Alternating current is supplied by a source with a continuously varying output voltage. The voltage starts at zero, climbs to a positive maximum, goes back to zero, then to a negative maximum, and back to zero. A true description of what is present at the wall outlet would be a continuous signal, not a single number.

But usually we don't need this complete description. We can have a single value which represents a sort of average of the voltage signal, and a single number which represents its timing. These are voltage and phase angle. A quantity described by both magnitude and direction is a 'vector quantity', and there are rules for how vectors add. These rules are simple once you connect them to the graphic of 'adding line segments up'.

https://www.allaboutcircuits.com/te...rrent/chpt-2/introduction-to-complex-numbers/

is a pretty good introduction to AC waveforms represented with vectors and how they add up.

-Jon

Thank you, Jon. You were by far the most helpful.

 

[tom baker]

Mike Holt May have videos on this subject

 

[Meterman Eng]

I think @winnie's answer is spot on, but thought I would try to simplify it some more because I think this is a great way to quickly remember how voltage and current changes from a three-phase wye system to a delta wound system, without being perplexed by the vector mathematics of it all.

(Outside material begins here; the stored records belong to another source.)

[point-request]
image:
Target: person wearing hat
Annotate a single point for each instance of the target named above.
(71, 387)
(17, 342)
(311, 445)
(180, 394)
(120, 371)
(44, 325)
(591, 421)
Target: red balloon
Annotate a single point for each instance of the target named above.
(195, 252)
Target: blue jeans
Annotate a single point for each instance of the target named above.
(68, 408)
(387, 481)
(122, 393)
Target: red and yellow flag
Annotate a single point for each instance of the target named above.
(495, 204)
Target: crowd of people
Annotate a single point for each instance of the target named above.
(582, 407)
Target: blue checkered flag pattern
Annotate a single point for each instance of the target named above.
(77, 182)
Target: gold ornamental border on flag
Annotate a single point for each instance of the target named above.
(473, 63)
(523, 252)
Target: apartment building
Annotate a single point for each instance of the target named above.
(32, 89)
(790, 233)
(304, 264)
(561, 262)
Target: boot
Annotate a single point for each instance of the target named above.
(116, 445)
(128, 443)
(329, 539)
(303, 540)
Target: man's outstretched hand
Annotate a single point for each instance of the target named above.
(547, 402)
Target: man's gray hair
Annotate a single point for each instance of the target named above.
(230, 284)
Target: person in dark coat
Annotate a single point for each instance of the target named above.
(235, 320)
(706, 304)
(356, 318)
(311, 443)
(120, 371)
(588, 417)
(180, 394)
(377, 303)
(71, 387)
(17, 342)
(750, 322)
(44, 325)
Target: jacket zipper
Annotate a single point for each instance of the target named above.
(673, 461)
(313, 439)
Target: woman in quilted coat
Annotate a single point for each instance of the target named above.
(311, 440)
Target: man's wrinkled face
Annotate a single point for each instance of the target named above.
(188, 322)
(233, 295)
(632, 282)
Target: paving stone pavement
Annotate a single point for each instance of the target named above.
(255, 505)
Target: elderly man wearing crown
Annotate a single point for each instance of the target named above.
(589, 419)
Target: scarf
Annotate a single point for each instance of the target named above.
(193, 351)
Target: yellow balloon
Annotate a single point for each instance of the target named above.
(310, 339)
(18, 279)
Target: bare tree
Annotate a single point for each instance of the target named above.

When the line (aka terminal) current travels from the wye winding and enters a delta wound machine, the line current gets divided between two of the windings in the delta system. Since we are dealing with three-phase systems and the way that vectors mathematically add, it so happens that the current in a delta winding is equal to the line current divided by 1.732 (which is the square root of 3).

Now, looking at the voltages between delta and wye systems... The line-to-line voltage in a delta system is equal to the delta winding voltage, since each winding is connected line-to-line. In the wye system, two of the three windings are connected between line-to-line. The line-to-line voltage is divided between two of the three windings in the wye system. Again, since it is a three-phase system and the way the vectors add, the wye winding voltage is equal to the line-to-line voltage divided by 1.732.

This all given... there are many assumptions made and this all holds true only when everything is balanced and ideal (i.e. not the real world).

Hope this helps and expands or simplifies @winnies's answer.